Aussi la députée souhaitait disposer des données chiffrées sur les décharges fiscales accordées et être informée sur les éventuels projets des pouvoirs publics.
II. La réponse
Le ministre rappelle que les couples mariés ou pacsés étant soumis à l’impôt sur le revenu de manière conjointe, la solidarité de paiement en est le corollaire et constitue l’une des garanties de l’effectivité du recouvrement de la contribution commune aux charges publiques.
Le divorce ou la séparation ne peut mettre fin de manière quasi-automatique à la solidarité fiscale au titre de la période d’imposition commune, sauf à créer une rupture d’égalité devant les charges publiques entre les contribuables ayant une dette fiscale et poursuivant leur vie commune d’une part, et ceux supportant la même dette fiscale mais séparés ou divorcés d’autre part.
Le législateur a entendu concilier la garantie du recouvrement des créances fiscales, à laquelle contribue la solidarité de paiement entre époux ou partenaires de PACS, avec la prise en compte des difficultés financières et des conséquences patrimoniales pouvant naître, pour l’un ou l’autre des conjoints divorcés ou séparés, de cette solidarité de paiement pour la période antérieure au divorce ou à la séparation.
Le droit à décharge de responsabilité solidaire (DRS) au profit de l’ex-conjoint ou de l’ex-partenaire lié par un PACS tenu au paiement de l’impôt sur le revenu, de la taxe d’habitation et de l’IFI.
La condition de disproportion marquée vise à prendre en compte les difficultés financières et patrimoniales du demandeur.

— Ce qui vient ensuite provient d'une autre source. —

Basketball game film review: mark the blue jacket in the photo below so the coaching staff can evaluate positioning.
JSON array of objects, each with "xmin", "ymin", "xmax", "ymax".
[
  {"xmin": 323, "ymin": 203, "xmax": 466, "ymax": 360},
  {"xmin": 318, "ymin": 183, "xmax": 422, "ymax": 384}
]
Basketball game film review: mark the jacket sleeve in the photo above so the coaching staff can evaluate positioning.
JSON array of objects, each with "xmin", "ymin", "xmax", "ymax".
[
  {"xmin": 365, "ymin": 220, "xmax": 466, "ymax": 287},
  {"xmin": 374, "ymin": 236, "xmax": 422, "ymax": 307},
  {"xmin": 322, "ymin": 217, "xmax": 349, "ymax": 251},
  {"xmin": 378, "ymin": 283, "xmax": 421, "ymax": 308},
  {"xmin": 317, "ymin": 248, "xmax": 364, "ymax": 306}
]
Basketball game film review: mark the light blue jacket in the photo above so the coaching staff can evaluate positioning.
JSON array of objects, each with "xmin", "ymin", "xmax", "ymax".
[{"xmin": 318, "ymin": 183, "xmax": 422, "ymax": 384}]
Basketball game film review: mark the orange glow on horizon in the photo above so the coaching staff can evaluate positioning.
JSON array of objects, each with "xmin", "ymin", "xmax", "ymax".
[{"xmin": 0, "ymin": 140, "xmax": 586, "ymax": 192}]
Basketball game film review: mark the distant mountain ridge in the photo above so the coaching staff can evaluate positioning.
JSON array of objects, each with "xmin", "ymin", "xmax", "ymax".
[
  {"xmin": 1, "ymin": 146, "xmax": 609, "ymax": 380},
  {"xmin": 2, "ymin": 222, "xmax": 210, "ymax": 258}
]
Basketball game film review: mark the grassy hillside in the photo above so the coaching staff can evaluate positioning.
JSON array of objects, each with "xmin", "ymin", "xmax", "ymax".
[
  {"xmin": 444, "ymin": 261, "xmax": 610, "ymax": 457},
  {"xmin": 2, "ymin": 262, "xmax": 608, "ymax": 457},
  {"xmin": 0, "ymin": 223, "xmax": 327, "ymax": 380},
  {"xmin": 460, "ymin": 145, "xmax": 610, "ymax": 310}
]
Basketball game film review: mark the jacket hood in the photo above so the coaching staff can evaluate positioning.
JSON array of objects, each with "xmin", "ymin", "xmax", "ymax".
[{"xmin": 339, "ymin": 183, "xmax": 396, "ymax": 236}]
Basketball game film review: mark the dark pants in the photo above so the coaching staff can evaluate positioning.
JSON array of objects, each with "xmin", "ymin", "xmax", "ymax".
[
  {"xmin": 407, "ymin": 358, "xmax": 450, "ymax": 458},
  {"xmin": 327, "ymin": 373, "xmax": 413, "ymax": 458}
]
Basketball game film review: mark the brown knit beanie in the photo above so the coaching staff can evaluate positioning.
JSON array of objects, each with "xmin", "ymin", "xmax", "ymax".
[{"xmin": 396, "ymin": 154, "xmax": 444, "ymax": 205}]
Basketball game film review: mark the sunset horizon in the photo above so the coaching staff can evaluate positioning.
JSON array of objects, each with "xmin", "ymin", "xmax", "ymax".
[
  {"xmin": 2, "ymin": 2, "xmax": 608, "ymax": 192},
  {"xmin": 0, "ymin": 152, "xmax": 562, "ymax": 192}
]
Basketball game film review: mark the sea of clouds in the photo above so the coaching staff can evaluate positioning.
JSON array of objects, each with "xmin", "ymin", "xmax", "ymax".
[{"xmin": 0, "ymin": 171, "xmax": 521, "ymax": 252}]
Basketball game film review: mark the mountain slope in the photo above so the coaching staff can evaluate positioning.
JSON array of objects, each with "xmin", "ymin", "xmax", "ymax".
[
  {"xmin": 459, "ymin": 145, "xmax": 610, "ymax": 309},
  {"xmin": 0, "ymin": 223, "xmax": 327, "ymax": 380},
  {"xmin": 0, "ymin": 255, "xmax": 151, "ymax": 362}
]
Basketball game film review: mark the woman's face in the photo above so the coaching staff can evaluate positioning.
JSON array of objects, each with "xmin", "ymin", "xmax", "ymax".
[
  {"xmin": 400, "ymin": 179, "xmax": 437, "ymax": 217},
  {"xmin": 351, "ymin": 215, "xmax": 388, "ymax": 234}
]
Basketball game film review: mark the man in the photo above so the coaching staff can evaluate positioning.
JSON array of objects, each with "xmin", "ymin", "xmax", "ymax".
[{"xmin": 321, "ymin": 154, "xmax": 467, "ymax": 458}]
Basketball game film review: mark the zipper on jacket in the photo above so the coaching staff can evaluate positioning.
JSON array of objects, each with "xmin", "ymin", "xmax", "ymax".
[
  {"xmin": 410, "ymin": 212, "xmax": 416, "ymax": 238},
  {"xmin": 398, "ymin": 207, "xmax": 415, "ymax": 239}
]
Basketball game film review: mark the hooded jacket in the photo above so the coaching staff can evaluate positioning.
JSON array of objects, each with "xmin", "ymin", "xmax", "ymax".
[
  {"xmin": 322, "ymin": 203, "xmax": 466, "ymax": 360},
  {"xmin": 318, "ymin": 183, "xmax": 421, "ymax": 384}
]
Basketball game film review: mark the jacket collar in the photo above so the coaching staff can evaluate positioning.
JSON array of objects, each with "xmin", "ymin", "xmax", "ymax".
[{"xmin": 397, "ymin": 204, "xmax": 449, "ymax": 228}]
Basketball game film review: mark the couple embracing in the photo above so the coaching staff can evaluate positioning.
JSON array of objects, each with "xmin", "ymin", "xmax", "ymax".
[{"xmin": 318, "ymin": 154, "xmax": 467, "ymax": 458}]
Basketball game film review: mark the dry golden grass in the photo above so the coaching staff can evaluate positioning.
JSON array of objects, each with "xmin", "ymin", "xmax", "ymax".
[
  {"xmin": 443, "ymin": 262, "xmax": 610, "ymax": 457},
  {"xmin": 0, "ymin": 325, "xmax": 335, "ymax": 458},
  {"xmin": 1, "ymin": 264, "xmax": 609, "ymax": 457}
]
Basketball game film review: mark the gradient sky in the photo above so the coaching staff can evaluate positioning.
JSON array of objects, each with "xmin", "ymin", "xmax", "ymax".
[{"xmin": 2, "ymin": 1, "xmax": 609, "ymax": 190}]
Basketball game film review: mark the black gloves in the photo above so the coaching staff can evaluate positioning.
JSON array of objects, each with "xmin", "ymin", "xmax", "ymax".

L’examen de l’existence d’une telle disproportion s’effectue d’abord au regard de la situation patrimoniale, en excluant la résidence principale, quelle qu’en soit sa valeur, et ce afin de sauvegarder le toit des personnes divorcées et délaissées. La disproportion est considérée comme marquée si la situation financière du demandeur à la date de la demande ne permet pas d’envisager un plan de règlement de la dette fiscale, nette de la valeur du patrimoine, dans un délai fixé à 3 ans.
L’appréciation qui est faite, au cas par cas, par l’administration sur la disproportion marquée peut être soumise au contrôle du juge administratif garant d’une équité de traitement des demandeurs.
Dans l’hypothèse où les conditions fixées par l’article 1691 bis-II du CGI sont remplies, le demandeur bénéficie d’une décharge de son obligation de paiement au titre de la fraction de cotisation d’impôt correspondant aux revenus de son conjoint et à la moitié des revenus communs. En outre, la décharge des intérêts de retard et des pénalités d’assiette est prononcée en totalité s’ils sont consécutifs à la rectification de bénéfices ou de revenus propres au conjoint.
Enfin, le III de l’article 1691 bis du CGI prévoit la possibilité pour le redevable qui a été déchargé partiellement de son obligation de paiement en vertu des dispositions du II de l’article 1691 bis du CGI, de déposer, simultanément ou postérieurement à la demande de décharge, une demande tendant à obtenir la remise gracieuse de la quote-part maintenue à sa charge lorsqu’il se trouve en situation de gène ou d’indigence (cf. article L. 247 du LPF).
Bercy estime qu’en l’état, le dispositif répond à ces objectifs et paraît équilibré et n’envisage aucune évolution.
En 2022, 245 demandes de décharge de solidarité ont été traitées et 100 ont été octroyées.
III. Concrètement
Depuis 2008, la loi offre aux personnes divorcées ou séparées la possibilité de solliciter une décharge de paiement auprès de l’administration fiscale (qui peut être rejetée puis soumise à un recours).
À la date de la demande, leur situation doit correspondre à l’une des quatre situations suivantes :
- Le jugement de divorce ou de séparation de corps a été prononcé ou la convention de divorce par consentement mutuel prenant la forme d’un acte sous signature privée contresigné par avocats a été déposée au rang des minutes d’un notaire ;
- La déclaration conjointe de dissolution du pacte civil de solidarité établie par les partenaires ou la signification de la décision unilatérale de dissolution du pacte civil de solidarité de l’un des partenaires a été enregistrée au greffe du tribunal judiciaire ;
- Les intéressés ont été autorisés à avoir des résidences séparées ;
- L’un ou l’autre des époux ou des partenaires liés par un pacte civil de solidarité a abandonné le domicile conjugal ou la résidence commune.
La loi a prévu trois conditions :
- La rupture de la vie commune ;
- Le respect des obligations fiscales du demandeur ;
- Et la disproportion entre la dette fiscale et la situation financière et patrimoniale du demandeur.
« La décharge de l’obligation de paiement est accordée en cas de disproportion marquée entre le montant de la dette fiscale et, à la date de la demande, la situation financière et patrimoniale, nette de charges, du demandeur ».
Cette dernière notion, la situation financière et patrimoniale, nette de charges, du demandeur, correspond à sa capacité de remboursement au regard des ressources dont il dispose à la date de la demande. Les charges prises en compte comprennent les impôts et taxes de l’année courante, le montant du loyer ou les mensualités de remboursement, les pensions alimentaires, les factures d’énergie et de façon générale, toutes les charges de vie courante.